Wednesday, 4 September 2013



A rare survivor, this wooden cross was brought from France in 1924 and re-erected near the railway station in Dingwall by the 4th Seaforth Re-Union Club, in memory of their beloved dead during the 1914-1918 War.


A fine memorial,which commemorates a very fine troop of farm lads who went to war, can be seen in the Wolds Village of Sledmere near Malton in East Yorkshire. 
The inscription on The Waggoner’s Memorial  reads :

‘ Lt Col Sir Mark Sykes, Bart. MP, designed this monument and set it up

as a remembrance of the gallant service rendered in the Great War 1914 – 1919

by The Waggoner’s Reserve, a corps of 1,000 drivers raised by him

on the Yorkshire Wolds farms, in the year 1912.’

The amazing stone relief panels depict the men enlisting, training and fighting, as well as their peaceful activities on the farms.   These men were experienced horsemen and joined the reserve from all parts of the Wolds.  When war broke out, they became part of the Army Service Corps and most of them saw active service in Belgium and France.


An illuminated memorial book, listing all men of the Waggoner’s Reserve, and their deeds, can be seen in Sledmere church.

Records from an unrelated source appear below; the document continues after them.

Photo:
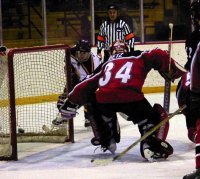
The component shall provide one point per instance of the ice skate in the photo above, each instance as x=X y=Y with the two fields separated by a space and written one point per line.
x=193 y=175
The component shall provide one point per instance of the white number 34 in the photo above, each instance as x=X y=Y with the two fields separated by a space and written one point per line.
x=123 y=73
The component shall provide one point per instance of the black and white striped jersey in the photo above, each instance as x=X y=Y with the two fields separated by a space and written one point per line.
x=112 y=31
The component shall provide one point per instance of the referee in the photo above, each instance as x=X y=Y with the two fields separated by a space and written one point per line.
x=111 y=30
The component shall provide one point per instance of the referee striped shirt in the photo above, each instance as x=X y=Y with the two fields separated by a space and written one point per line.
x=112 y=31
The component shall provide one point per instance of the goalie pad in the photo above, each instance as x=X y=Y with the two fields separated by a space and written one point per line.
x=153 y=148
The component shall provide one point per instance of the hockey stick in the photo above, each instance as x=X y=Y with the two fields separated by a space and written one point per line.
x=147 y=134
x=167 y=89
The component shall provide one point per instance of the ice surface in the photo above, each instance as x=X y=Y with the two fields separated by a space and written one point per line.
x=73 y=161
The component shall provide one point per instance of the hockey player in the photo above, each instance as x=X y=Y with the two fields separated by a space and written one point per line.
x=186 y=94
x=83 y=63
x=183 y=86
x=118 y=88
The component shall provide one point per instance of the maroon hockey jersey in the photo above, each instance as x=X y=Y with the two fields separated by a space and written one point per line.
x=195 y=71
x=121 y=80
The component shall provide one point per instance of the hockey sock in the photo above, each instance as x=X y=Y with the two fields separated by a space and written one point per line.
x=192 y=134
x=197 y=148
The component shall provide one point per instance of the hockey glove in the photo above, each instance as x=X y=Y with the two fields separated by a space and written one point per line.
x=68 y=110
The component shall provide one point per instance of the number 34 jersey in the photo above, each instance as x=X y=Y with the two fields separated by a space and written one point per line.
x=121 y=80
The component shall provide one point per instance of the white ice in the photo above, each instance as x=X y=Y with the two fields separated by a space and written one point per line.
x=73 y=160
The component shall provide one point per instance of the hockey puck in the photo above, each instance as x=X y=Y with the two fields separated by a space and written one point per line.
x=20 y=130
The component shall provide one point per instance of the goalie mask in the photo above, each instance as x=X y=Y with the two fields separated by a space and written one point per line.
x=117 y=47
x=195 y=13
x=83 y=49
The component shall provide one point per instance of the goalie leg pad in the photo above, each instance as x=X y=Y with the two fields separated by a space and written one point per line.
x=162 y=132
x=155 y=148
x=116 y=129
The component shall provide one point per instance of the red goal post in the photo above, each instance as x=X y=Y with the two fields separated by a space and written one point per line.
x=30 y=82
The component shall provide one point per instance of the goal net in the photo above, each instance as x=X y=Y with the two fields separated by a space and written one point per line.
x=31 y=79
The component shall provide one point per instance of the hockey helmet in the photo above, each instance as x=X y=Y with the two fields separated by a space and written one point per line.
x=195 y=13
x=83 y=48
x=118 y=46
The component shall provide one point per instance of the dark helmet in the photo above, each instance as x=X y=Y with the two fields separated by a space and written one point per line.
x=118 y=46
x=82 y=50
x=83 y=46
x=195 y=13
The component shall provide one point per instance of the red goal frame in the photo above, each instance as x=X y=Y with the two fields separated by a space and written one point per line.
x=11 y=88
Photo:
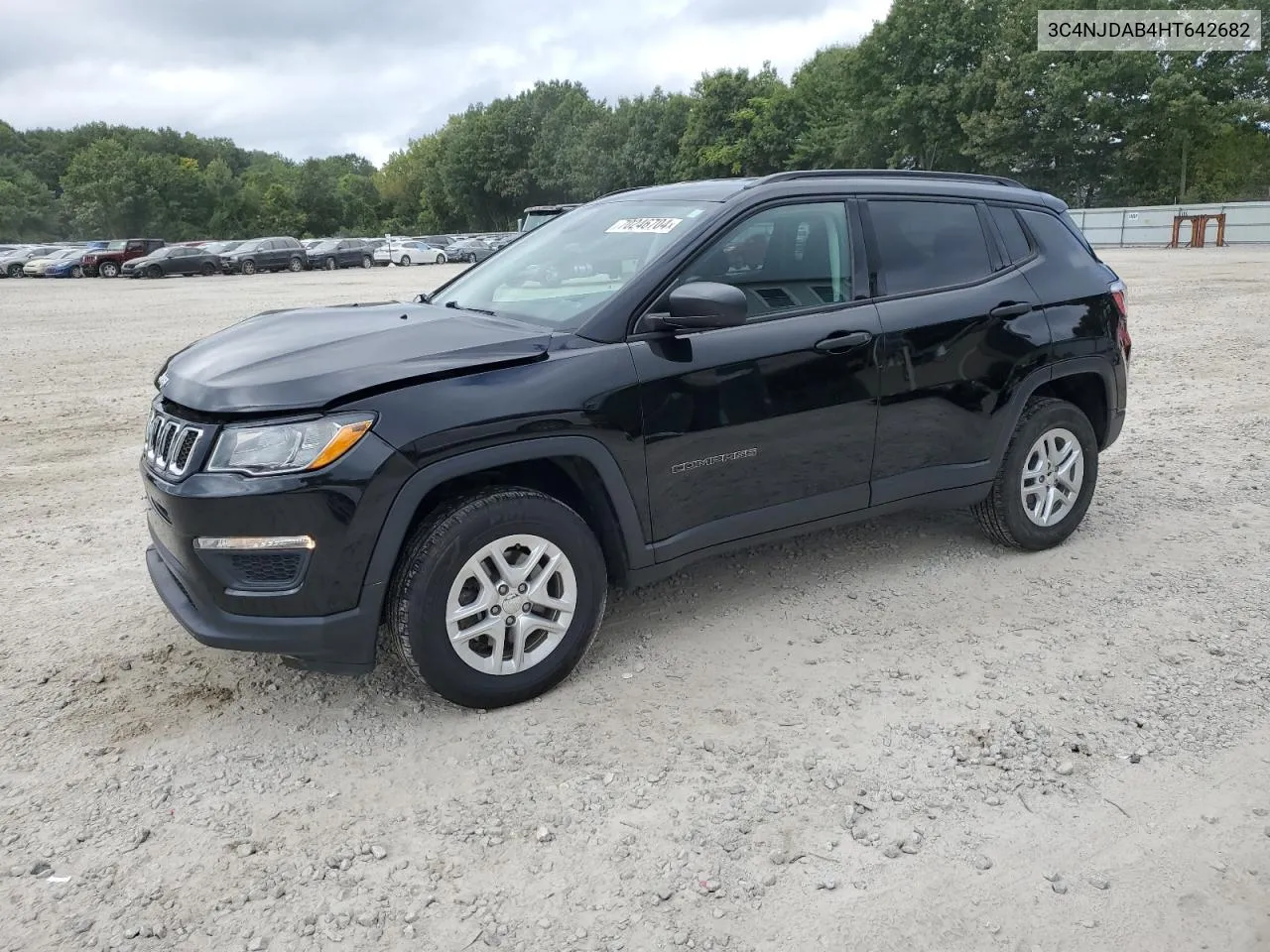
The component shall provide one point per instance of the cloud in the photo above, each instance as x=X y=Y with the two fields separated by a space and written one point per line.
x=322 y=76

Known as The Marble Church, St Margaret’s Church at Bodelwyddan in North Wales, was built in  the mid 19th century by Lady Margaret Willoughby de Broke at a cost of £60,000.  This finely ornate church, which took four years to build, is a spectacular landmark at the side of the A55 road.  In the churchyard at the front of the church is a curious ‘war grave’ area of 117 graves with their white military gravestones.  34 of these are the graves of British servicemen who died during WW1 and the other 83 graves are those of Canadian Servicemen who died at the nearby Kinmel Park Military Camp.
It appears that the majority of these servicemen died as victims of the Spanish flu pandemic of 1918-19.  However there is much speculation over the fate of five of the Canadians.   What is certain is that on 4/5th March 1919 a disturbance took place within Kinmel Camp, a staging camp, where Canadian Troops were waiting to be repatriated.  The men were restless following repeated sailing delays, and when a ship, allocated to convey the troops back home to Canada, was diverted to carry food supplies to Russia, riots took place and in the mêlée three soldiers were killed and two died later of injuries.  Apparently Courts Martial were held and some detentions were ordered.  It had been said that the five Canadian servicemen had been executed for mutiny following the riots, but this has been strongly denied by The Canadian Department of National Defence.

St Margaret's Church



Richmond Castle in North Yorkshire was used as a barracks in the 19th century and some detention cells still remain. They were used to house conscientious objectors in WW1 whose death sentences had been commuted to hard labour. Percy Goldsbrough was one of them and he left a message on his cell wall which is still there. It reads: “I Percy F Goldsbrough of Mirfield  was brought up from Pontefract on Friday August 11th 1916 and put into this cell for refusing to be made into a soldier.”